Maradona, calciatrice rifiuta di partecipare al minuto di silenzio: “Era uno stupratore”

Maradona, calciatrice rifiuta di partecipare al minuto di silenzio: “Era uno stupratore”

La calciatrice si è voltata di spalle rispetto alla tribuna e seduta a terra in segno di protesta


SPAGNA – La calciatrice spagnola Paula Dapena non ha preso parte al minuto di silenzio in commemorazione della morte di Diego Armando Maradona, decidendo di sedersi a terra, con le spalle voltate verso la tribuna. Il gesto, forte, è stato ripreso dai cellulari dei pochi presenti durante la sfida tra Viajes Interrias FF e Deportivo Abanca e la foto è stata rapidamente diffusa. Qualche ora dopo, è arrivata anche la motivazione del gesto, direttamente dalla Dapena: «Per le vittime non c’è stato un minuto di silenzio; quindi ovviamente non sono disposta a fare un minuto di silenzio per lui». La calciatrice 24enne ha poi detto: «Mi sono rifiutata di fare un minuto di silenzio per uno stupratore, un pedofilo e un molestatore. Per questo ho pensato di sedermi a terra e voltare le spalle: così ho fatto».

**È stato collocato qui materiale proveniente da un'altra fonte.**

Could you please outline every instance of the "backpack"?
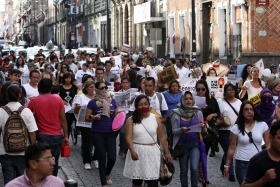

Forti critiche verso il gesto della calciatrice e soprattutto riguardo le parole da lei espresse, del tutto irragionevoli e fuori luogo, in un momento in cui ancora si fa fatica ad accettare il tragico epilogo del più grande calciatore di tutti i tempi. Nonostante fosse l’unica seduta a terra in campo, la calciatrice ha rivelato di aver avuto il supporto dell’allenatore avversario del Deportivo Abanca che, secondo la Delapena, si sarebbe addirittura congratulato con lei.